[598] in Coldmud discussion meeting
Re: Another inheritance question.
daemon@ATHENA.MIT.EDU (Sat Nov 26 16:41:37 1994
)
From: deforest@netcom.com (Robert de Forest)
To: jeffpk@netcom.com (Jeff Kesselman)
Date: Sat, 26 Nov 1994 13:31:06 -0800 (PST)
Cc: coldstuff@MIT.EDU
In-Reply-To: <199411260120.RAA01363@netcom5.netcom.com> from "Jeff Kesselman" at Nov 25, 94 05:20:09 pm
>
> Okay. My first one seemed so easy to you all, here's another one....
>
>
> Object A
> defines foo which contains a 'pass' function call
>
> Object B
> is a child of Object A
>
> Object C
> is a child of Object A
>
> Obejct D
> is a child of Obejct B and Object C
> defines foo which contains a 'pass' function call.
>
> How many copies of Object A's data fields end up in Object D, and how many
> times will D.foo() call A.foo() ?
>
> Thanks again,
>
> Jeff Kesselman
>
>
I believe the manual answers all this. Also, it is easy enough to test this on
a running server. I will try to answer your questions anyway.

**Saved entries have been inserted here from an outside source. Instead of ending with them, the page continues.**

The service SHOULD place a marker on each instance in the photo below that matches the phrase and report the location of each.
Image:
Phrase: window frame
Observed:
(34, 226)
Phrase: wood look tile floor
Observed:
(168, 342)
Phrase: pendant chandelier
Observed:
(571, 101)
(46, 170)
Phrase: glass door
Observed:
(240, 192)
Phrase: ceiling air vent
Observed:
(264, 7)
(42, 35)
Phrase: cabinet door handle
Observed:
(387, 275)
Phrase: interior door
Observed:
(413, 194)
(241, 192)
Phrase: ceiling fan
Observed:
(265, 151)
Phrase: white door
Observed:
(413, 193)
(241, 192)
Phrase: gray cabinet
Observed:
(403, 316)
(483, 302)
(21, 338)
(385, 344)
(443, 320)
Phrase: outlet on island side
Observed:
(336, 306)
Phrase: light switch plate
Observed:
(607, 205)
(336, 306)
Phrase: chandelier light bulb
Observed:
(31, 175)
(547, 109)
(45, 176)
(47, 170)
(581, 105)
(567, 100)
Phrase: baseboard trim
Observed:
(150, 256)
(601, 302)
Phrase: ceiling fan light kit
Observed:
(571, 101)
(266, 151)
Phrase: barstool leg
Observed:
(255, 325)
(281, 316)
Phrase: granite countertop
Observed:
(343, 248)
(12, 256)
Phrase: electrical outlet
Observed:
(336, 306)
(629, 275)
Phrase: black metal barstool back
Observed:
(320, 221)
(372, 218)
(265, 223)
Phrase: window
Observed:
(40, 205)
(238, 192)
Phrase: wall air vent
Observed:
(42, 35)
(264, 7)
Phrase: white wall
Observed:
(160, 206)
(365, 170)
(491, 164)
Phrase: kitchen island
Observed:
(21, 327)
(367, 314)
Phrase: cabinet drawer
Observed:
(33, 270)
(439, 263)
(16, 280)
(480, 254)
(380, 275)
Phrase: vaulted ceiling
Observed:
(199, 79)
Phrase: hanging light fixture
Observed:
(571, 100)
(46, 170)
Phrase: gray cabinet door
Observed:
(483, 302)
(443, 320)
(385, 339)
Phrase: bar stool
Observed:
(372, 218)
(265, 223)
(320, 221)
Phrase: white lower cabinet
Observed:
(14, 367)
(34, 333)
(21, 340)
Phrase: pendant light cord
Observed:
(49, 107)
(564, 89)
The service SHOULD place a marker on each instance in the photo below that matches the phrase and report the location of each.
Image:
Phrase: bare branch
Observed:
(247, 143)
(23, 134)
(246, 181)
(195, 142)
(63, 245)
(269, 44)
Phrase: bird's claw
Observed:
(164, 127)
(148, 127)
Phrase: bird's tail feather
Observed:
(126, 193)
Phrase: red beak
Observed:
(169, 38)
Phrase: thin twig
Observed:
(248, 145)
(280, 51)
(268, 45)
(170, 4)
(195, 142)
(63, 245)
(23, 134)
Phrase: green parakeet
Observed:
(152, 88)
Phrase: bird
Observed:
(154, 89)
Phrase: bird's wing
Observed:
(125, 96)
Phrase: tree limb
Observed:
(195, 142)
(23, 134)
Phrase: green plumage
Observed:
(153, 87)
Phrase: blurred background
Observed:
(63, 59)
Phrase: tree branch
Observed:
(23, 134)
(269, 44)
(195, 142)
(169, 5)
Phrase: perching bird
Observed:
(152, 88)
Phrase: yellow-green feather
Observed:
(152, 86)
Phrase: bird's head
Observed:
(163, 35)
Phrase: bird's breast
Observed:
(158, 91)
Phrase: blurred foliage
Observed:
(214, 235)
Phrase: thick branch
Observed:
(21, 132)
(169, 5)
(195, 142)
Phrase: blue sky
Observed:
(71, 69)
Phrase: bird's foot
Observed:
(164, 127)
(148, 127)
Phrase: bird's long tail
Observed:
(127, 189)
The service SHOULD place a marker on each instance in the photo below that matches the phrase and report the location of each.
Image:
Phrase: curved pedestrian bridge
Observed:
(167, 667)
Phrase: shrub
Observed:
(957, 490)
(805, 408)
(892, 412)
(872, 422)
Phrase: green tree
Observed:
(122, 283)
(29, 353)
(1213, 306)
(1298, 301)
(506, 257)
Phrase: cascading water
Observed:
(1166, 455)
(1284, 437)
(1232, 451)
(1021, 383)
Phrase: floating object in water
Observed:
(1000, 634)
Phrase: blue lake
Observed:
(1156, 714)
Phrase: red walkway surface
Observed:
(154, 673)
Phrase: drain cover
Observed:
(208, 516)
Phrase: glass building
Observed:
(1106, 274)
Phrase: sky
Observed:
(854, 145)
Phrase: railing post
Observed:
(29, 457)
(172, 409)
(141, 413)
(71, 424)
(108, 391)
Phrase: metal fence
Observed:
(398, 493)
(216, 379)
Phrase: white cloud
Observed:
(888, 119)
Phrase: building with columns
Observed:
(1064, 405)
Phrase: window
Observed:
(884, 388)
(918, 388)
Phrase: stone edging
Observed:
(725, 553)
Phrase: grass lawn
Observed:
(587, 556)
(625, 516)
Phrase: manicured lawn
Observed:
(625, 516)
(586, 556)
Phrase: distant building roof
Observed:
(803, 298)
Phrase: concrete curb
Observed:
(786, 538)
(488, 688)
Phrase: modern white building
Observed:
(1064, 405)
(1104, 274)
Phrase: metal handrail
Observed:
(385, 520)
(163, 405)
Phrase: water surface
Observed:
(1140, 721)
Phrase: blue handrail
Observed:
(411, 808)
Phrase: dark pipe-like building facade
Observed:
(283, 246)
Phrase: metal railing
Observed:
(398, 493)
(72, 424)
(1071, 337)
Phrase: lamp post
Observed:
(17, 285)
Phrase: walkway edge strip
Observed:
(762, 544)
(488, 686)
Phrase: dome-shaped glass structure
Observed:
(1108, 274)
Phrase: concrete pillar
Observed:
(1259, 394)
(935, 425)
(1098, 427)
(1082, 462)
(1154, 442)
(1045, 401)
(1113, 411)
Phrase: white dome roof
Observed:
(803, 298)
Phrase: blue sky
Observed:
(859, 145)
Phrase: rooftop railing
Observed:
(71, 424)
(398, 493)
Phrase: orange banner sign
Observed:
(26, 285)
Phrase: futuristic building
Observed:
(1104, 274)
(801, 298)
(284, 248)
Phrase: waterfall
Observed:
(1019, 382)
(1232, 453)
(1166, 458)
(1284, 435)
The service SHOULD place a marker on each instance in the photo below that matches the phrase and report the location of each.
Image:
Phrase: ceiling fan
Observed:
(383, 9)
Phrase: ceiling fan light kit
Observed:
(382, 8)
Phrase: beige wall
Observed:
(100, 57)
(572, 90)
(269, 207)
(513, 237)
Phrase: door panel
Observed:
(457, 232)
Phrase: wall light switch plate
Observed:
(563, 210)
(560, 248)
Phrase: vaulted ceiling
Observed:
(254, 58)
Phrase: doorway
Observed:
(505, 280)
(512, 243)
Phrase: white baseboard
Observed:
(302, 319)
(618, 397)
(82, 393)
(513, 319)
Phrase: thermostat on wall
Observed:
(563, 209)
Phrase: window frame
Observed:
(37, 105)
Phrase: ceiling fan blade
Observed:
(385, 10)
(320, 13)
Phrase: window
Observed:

D.foo() will call A.foo() once, and A.foo() will try to call the .foo() on
its parents if one exists, or will throw ~methodnf if not.
D.foo will have NO copies of A's data fields, but WILL have parameters
associated with A which A.foo, but not D.foo can manipulate.
As an example, if you have $vr_object with parameter 'vr_owner, a child of
$vr_object called $located and a child of $vr_object called $location, and
a child of $located and $location called $thing, then $thing will have one
'vr_owner parameter associated with the parent $vr_object.
I am not sure what happens when all of the above objects have a .info method
and they all pass(). Could someone try this and post it, or Could Greg tell
us and also why he chose this way? (I'm curious since I don't know and such.)